Gawain and the Green Knight is a heroic quest of a journey posing ambiguous questions about heroism examined in the light of sacred rules of chivalry. These codes of honour are not spelt-out in the poem but they are in David Rudkin’s literate screenplay. Sir Gawain (Jason Durr) kneels before his shield and declares out loud his five adherences to duty and integrity of purpose.

Yet Gawain’s noble intensions are placed under stress. For in a closing moment of the film Rudkin reminds Gawain about “The order of imperfect man.” This sense of uneasy vulnerability also accompanied David Rudkin and Alan Bridges’s 1974 film Penda’s Fen. Here King Penda spoke of “The Angel or the Pandemonium; the sickness of power, or the sacred demon of ungovernableness.”

Rudkin maintains an occasionally alliterative style that pleasingly recalls earlier translations of the poem. The film sounds and looks good. Despite budgetary limitations the sets and costumes have an earthy and plush charm. The music score is authentic and I liked the merriment of the dance scenes at court. Of all the film adaptations of Gawain I think this is the best but it’s not a definitive version. What was lacking was a more energised direction – the films over-slow pace caused it to get stuck between dreamlike ritual and careful reverence causing the story’s humour to go astray.

The opening scenes of Gawain and the Green Knight are quicker yet their flash forwarding to a horse-backed Gawain looking for the green knight and then flashbacking to the Green Knight’s first appearance, before the king, has a disconcerting rhythm: though I loved the use of slow motion by director John Michael Philips as the vegetative green spectre asserts its power.

I was happy with the film’s casting. Malcolm Storry convinced me as a man of moral purity. Valerie Gogan was effective as the steely temptress. Initially I felt Malcolm Storry played the extrovert lord as if he was imitating the blustering manner of Brian Blessed. However his acting soon settled down. And he was on strong form as the green knight.

Gawain and the Green Knight is a serious and intelligent attempt at making the poem work on film. It eschews any Hollywood portentous dialogue and relentless action.
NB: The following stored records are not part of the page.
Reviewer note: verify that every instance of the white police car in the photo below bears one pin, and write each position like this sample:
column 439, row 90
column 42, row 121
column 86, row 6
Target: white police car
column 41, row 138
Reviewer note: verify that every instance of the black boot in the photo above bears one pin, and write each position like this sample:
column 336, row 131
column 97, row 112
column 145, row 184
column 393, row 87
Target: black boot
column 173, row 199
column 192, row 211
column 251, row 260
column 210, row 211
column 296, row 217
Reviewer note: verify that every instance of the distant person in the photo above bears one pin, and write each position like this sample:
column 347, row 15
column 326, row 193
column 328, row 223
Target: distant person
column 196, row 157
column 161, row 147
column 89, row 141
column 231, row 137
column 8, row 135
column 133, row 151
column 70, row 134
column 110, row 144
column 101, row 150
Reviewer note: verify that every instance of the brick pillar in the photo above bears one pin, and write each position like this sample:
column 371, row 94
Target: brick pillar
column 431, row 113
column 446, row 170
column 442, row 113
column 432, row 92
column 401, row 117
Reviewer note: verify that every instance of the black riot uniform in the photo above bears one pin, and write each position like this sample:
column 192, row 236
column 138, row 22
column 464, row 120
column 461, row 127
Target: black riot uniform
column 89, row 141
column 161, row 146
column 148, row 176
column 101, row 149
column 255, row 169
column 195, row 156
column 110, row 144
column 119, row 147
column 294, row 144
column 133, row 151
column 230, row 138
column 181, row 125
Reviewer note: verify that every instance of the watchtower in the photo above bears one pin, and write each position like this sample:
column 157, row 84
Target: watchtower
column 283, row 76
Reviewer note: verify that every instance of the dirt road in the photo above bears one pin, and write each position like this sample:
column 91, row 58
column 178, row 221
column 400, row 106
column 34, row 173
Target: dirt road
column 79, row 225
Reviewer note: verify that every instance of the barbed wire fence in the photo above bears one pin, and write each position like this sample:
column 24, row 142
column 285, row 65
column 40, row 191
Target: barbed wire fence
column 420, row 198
The very fact that ITV commissioned the project is remarkable. It’s impossible to imagine that happening now and the creative freedom they had.

I would say go and buy the new Network DVD reissue and also read the poem. This great work of British literature is about 60 pages in length. Marie Borroff’s translation splendidly reproduces the alliterative meter of the original Middle English. Whilst Simon Armitage goes more for a blank verse style and conveys well the humour of Gawain.